I don’t feel I gave up much. I would like a little more time for hobbies, but my interests outside of work are not passions, not things I need to have central in my life. I don’t want to give the impression that I work all the time, because I don’t—I aim at 40 hours a week, on average—but work is what shapes my life.
Perhaps the work/job distinction should be explored. I certainly count research as work, not as something I’d do anyway—I mean, it is, but since it’s an expected part of my job, research is work in the daily sense. But then there’s The Work, what to some extent I chose over The Life, because I felt the need for work that was a vocation, work that helped make life meaningful. At one point when I was in graduate school, some of my non-academic friends, and their academic mother, were reading Mary Catherine Bateson’s Composing a Life; they found the idea that women were likely to put together a series of lives consoling. It was what the mother had done, and my friends, unsure of what they wanted to do, hoped form would emerge out of patchwork for them. I saw myself with a more traditionally masculine trajectory, and that is (so far) what has happened. I didn’t seem to have the experience of being broken down and re-formed in grad school that some of you report, perhaps because I wasn’t firmly formed when I started. I got to grow into the identity I had long desired, rather than losing pieces of myself.

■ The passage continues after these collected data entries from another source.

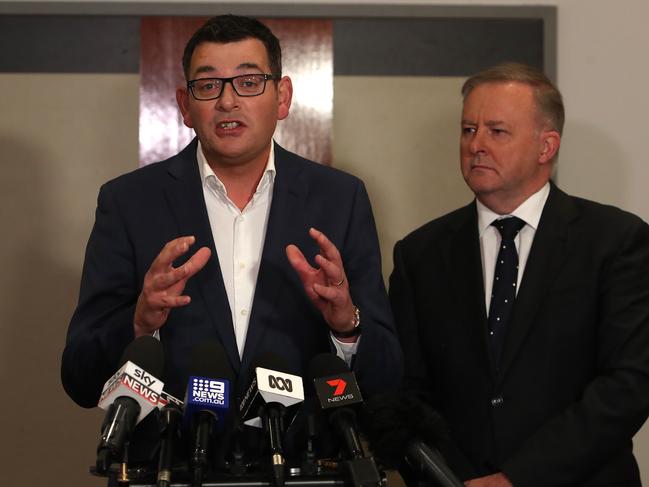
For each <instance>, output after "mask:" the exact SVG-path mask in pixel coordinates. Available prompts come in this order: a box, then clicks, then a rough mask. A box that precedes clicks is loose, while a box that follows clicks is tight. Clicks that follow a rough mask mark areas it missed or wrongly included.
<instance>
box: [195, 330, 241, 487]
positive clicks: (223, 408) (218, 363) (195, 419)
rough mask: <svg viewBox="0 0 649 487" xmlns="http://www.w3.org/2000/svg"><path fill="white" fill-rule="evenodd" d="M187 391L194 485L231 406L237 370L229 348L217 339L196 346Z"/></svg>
mask: <svg viewBox="0 0 649 487" xmlns="http://www.w3.org/2000/svg"><path fill="white" fill-rule="evenodd" d="M189 371H190V376H189V380H188V383H187V393H186V395H185V415H184V421H185V425H186V426H187V428H188V429H189V430H190V431H191V438H192V440H191V441H192V444H191V456H190V466H191V469H192V486H193V487H200V486H201V485H202V484H203V472H204V470H205V469H206V468H207V467H208V465H209V461H208V453H209V450H210V440H211V438H212V436H213V433H215V432H217V431H221V430H222V429H223V424H224V421H225V419H226V418H227V416H228V411H229V409H230V394H231V384H232V381H233V377H234V372H233V371H232V367H230V363H229V362H228V359H227V356H226V354H225V350H224V349H223V347H222V346H221V345H220V344H219V343H217V342H208V343H203V344H201V345H199V346H197V347H196V348H195V349H194V352H193V356H192V362H191V365H190V368H189Z"/></svg>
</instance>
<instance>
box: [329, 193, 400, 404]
mask: <svg viewBox="0 0 649 487" xmlns="http://www.w3.org/2000/svg"><path fill="white" fill-rule="evenodd" d="M346 234H347V236H346V238H345V243H344V247H343V249H342V250H341V254H342V258H343V264H344V266H345V273H346V275H347V279H348V280H349V288H350V293H351V297H352V301H353V302H354V304H355V305H356V306H358V308H359V309H360V310H361V327H362V335H361V338H360V342H359V344H358V350H357V354H356V358H355V361H354V367H353V368H354V373H355V374H356V376H357V379H358V382H359V385H360V387H361V390H362V392H363V393H364V394H365V395H367V396H369V395H373V394H376V393H380V392H385V391H389V390H396V389H397V388H398V387H399V384H400V382H401V376H402V372H403V363H402V362H403V360H402V353H401V348H400V346H399V342H398V339H397V336H396V332H395V329H394V321H393V318H392V312H391V310H390V304H389V301H388V296H387V292H386V290H385V284H384V283H383V276H382V274H381V251H380V249H379V241H378V236H377V233H376V226H375V223H374V216H373V214H372V208H371V206H370V201H369V197H368V195H367V192H366V190H365V187H364V185H363V183H362V182H359V183H358V184H357V186H356V194H355V197H354V203H353V208H352V211H351V218H350V221H349V226H348V229H347V232H346Z"/></svg>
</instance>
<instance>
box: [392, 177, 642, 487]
mask: <svg viewBox="0 0 649 487" xmlns="http://www.w3.org/2000/svg"><path fill="white" fill-rule="evenodd" d="M394 262H395V268H394V272H393V274H392V276H391V279H390V298H391V302H392V306H393V311H394V314H395V317H396V321H397V329H398V332H399V336H400V339H401V343H402V346H403V350H404V356H405V364H406V371H405V376H404V385H405V387H406V388H411V389H414V390H415V391H418V392H419V393H421V394H425V395H426V397H427V399H428V400H429V401H430V403H431V405H432V406H433V407H435V408H436V409H437V410H438V411H439V412H440V413H441V414H442V416H444V418H445V419H446V420H447V421H448V425H449V429H450V437H451V440H452V443H453V445H452V446H451V448H450V451H449V461H450V464H451V466H452V467H453V468H454V469H455V470H456V471H457V472H458V473H459V474H460V476H461V477H462V478H464V479H467V478H472V477H477V476H482V475H485V474H489V473H493V472H497V471H504V472H505V473H506V474H507V475H508V476H509V478H510V479H511V480H512V482H513V484H514V486H515V487H527V486H544V487H548V486H564V485H566V486H568V485H573V486H575V485H580V486H612V485H628V486H631V485H640V481H639V474H638V468H637V465H636V462H635V459H634V458H633V455H632V451H631V448H632V446H631V438H632V437H633V435H634V434H635V433H636V431H637V430H638V429H639V428H640V427H641V426H642V424H643V422H644V421H645V420H646V418H647V415H648V413H649V227H648V226H647V224H645V223H644V222H643V221H641V220H640V219H639V218H637V217H635V216H633V215H631V214H629V213H626V212H623V211H621V210H619V209H616V208H613V207H610V206H604V205H600V204H597V203H593V202H590V201H586V200H583V199H579V198H574V197H570V196H568V195H566V194H565V193H563V192H561V191H560V190H559V189H557V188H556V187H555V186H554V185H553V186H552V188H551V191H550V195H549V198H548V201H547V203H546V205H545V208H544V210H543V214H542V217H541V220H540V223H539V227H538V229H537V232H536V235H535V238H534V242H533V245H532V249H531V252H530V255H529V259H528V261H527V265H526V268H525V272H524V275H523V279H522V282H521V286H520V289H519V292H518V296H517V298H516V302H515V305H514V309H513V312H512V316H511V319H510V323H509V324H508V327H507V335H506V339H505V345H504V352H503V359H502V366H501V370H500V372H496V369H495V367H494V364H493V361H492V359H491V356H490V352H489V345H488V338H487V325H486V312H485V305H484V303H485V299H484V285H483V278H482V266H481V257H480V244H479V238H478V228H477V210H476V207H475V203H471V204H470V205H468V206H466V207H464V208H461V209H459V210H456V211H454V212H452V213H450V214H448V215H446V216H443V217H441V218H439V219H437V220H434V221H432V222H429V223H428V224H426V225H424V226H423V227H421V228H420V229H418V230H416V231H414V232H413V233H411V234H410V235H408V236H407V237H406V238H404V239H403V240H402V241H400V242H398V243H397V245H396V246H395V251H394Z"/></svg>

And though I chose The Work, I have A Life. I have a really good job. Most of my colleagues are sane, most of my students are nice, smart people who work hard, the library is decent, the location is acceptable. My house, which I can afford and which is in a good neighborhood, is filled with books and cats and sunlight. I am very happily married. I have access to the cultural amenities of a big city and to the intellectual life of my campus, both of which get some of my time. I have friends, and some of them aren’t even academics.
I don’t have everything I want. But if, when I was 20, a fairy godmother had said, "Look, you can have work and love but you’ll have to live your life in exile; or else you can live in a place you love and take your chances on the rest," I would have thought that was a no-brainer. In fact, I’d make the same choice now.
A tiled patio over whose white walls tumble jasmine and bougainvillea, shaded by a pepper tree, whispers the fairy godmother. Geraniums that grow into hedges, lantana that grows tree-sized. Plumeria. Wisteria. Mountains. La la la not listening, I say. La la la love my work.
It’s hard to know what matters to you till you lose it. And if you lost something else, that might be the thing you truly can’t live without. The path not taken doesn’t exist. The only path is the one you’re on.
What I have is what I wanted most.
6 comments:
Thank you for this series of reflections - and for mentioning Composing A Life, which I didn't know about. I've started reading the parts that are available on Google Books already and it looks like exactly what I need to be reading right now.
I, too, second the thanks for this series of posts! I've enjoyed reading them and the honesty you've shown. It's so interesting to read about an academic being truly self-reflexive. I also love this statement: "The road not taken doesn't exist..." - love it!
Oh, you're welcome, and thank you for commenting! I've been feeling I was talking to myself (all too reminiscent of the classroom).
I'm a new reader to your blog, but I've slowly been reading some of your previous posts, and I wanted to add my thanks! Your posts clearly articulate your response to many of my own anxieties about entering the academy, and I sincerely value and appreciate your candour. So... thank you!
Ditto, thanks for this series. Tough to comment on, but very thought-provoking to read.
Thank you for this. For the whole series, but especially for this. Thank you.